According to the most recent jobs report released by the Department of Labor, the US unemployment rate has fallen to an eight-year low of 4.9%. The Organization for Economic Cooperation and Development (OECD) considers the US at full employment when the unemployment rate is between 4% and 6.4%
While this appears to be positive news, it should be pointed out that the unemployment rate alone is a vague parameter when other statistics are not also taken into consideration. The labour force participation rate – defined as the number of people over the age of 16 who are working, full or part time, or actively seeking employment – should also be take into account, for example. The current labour force participation rate of 62.7% is at its lowest level since February 1978.
Those claiming that the low unemployment rate at present is evidence of a healthy job market have also been widely criticised for failing to account for the high existing levels of discouraged workers. These are people who have given up their search for a job, and have therefore left the labour market.
Others note that factors such as retiring baby boomers, as well as more young adults attending college and choosing to stay in school longer, were factors in a pre-recession predicted decline in labor force participation. With evidence that many baby boomers are choosing to retire earlier than they previously expected, mainly due to a pessimistic outlook on the economy, and persistently high unemployment among working age minorities, the truth is likely somewhere in between.
In neighbouring Canada, the unemployment rate is moving in the opposite direction, with current estimates placing it at 7.2%. This is higher than it has been in recent years, as low oil prices have continued to cost jobs. Provinces with an economic dependency on oil have been particularly impacted.
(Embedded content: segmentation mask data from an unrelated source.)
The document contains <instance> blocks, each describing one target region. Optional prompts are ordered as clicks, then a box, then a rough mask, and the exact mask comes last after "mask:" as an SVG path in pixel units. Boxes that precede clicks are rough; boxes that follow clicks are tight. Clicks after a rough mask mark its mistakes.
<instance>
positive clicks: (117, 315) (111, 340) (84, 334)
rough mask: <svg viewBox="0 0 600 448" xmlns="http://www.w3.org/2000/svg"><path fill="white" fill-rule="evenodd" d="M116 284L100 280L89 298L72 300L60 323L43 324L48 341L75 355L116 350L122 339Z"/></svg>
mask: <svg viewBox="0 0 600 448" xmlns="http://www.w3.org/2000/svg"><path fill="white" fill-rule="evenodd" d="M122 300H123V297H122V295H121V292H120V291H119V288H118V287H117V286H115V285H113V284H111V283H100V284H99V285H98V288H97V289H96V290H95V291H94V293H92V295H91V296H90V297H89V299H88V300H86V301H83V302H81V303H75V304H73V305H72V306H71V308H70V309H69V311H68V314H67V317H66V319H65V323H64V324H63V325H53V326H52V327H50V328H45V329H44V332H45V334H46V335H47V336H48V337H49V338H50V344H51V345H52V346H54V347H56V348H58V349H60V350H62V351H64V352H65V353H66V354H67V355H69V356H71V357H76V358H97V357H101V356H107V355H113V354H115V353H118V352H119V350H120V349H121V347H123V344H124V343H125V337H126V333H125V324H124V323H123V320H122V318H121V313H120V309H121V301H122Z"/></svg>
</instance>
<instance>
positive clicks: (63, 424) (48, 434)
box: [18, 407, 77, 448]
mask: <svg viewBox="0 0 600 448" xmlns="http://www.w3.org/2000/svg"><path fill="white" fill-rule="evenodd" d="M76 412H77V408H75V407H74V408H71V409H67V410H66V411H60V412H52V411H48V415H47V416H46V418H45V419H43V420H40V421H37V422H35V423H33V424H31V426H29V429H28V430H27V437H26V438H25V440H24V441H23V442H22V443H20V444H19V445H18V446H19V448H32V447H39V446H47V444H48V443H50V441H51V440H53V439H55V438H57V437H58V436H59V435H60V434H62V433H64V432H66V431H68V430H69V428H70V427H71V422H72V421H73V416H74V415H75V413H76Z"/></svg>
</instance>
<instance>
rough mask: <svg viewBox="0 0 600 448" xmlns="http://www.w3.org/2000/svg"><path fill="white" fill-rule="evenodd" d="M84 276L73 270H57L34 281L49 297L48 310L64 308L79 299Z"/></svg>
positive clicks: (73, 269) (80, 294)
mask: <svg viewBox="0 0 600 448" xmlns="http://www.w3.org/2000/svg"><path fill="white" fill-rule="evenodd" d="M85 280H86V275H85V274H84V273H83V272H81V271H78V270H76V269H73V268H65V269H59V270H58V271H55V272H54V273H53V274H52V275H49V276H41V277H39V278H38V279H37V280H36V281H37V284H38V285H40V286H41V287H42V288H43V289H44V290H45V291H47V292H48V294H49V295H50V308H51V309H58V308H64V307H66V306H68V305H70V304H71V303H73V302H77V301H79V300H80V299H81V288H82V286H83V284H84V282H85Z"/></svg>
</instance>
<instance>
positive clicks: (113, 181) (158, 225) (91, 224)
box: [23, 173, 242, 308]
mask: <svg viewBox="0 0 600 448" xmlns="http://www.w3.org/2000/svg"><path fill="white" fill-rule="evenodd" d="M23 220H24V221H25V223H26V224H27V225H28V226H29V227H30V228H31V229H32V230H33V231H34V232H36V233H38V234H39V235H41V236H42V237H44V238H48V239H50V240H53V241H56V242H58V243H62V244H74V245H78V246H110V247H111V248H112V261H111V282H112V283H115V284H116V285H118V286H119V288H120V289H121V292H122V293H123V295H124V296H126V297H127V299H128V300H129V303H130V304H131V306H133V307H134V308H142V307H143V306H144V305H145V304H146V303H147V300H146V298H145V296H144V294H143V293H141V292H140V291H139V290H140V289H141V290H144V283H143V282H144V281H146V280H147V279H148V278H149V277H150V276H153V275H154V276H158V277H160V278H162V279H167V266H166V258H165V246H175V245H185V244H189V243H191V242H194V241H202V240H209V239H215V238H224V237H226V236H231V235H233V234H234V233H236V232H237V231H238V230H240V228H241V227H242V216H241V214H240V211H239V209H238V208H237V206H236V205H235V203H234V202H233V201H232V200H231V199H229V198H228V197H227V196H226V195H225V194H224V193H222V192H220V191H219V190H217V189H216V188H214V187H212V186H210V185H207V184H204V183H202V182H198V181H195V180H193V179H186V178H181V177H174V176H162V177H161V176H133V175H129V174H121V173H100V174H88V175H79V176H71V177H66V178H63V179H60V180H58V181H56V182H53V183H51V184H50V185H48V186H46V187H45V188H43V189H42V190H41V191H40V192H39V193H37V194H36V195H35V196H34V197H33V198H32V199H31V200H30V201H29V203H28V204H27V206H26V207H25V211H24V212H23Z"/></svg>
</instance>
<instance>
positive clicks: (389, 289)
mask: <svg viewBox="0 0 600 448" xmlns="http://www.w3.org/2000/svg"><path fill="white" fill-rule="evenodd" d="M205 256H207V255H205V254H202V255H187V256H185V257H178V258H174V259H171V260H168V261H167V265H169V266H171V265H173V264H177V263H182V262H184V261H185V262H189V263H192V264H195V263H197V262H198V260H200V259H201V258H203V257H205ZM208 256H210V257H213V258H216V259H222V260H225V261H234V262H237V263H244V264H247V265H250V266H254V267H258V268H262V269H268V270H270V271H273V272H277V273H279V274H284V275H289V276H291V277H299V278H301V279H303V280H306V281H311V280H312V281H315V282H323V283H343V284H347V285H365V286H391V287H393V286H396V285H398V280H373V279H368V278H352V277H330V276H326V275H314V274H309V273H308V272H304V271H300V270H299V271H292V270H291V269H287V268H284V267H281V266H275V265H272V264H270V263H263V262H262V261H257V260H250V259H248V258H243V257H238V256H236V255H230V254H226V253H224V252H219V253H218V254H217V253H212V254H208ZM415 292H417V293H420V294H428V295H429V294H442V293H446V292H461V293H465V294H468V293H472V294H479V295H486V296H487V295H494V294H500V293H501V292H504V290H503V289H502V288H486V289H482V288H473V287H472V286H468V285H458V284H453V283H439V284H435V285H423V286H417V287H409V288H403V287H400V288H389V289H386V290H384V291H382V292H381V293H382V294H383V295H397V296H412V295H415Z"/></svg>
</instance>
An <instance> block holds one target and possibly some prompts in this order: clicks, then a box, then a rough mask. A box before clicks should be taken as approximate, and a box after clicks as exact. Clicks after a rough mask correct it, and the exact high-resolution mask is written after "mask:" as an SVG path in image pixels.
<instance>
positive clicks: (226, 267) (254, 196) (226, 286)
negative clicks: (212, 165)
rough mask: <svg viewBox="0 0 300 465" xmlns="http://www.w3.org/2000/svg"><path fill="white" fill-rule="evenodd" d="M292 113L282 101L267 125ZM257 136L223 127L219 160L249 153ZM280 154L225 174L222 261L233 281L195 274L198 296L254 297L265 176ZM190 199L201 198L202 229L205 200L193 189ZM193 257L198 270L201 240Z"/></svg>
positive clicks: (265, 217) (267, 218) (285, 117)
Alberta’s loss of 10,000 jobs last month helped to drive the province’s unemployment rate above the national average for the first time in over a decade to 7.4%.
Alberta boasts Canada’s highest labour force participation rate of 72.7%, Workers in this province are among the nation’s best educated, highest earning, and most productive. The effects of low oil prices are now being felt throughout Alberta’s previously healthy economy, and other industries that have traditionally been supported by those employed in the oil & gas industry are beginning to see declines as well.
With little near-term relief in sight for the oil industry, other Canadian provinces such as British Columbia and Ontario – where manufacturing industries have fared better in recent times, have begun holding job fairs in Alberta in order to attract laid off workers into industries elsewhere within Canada.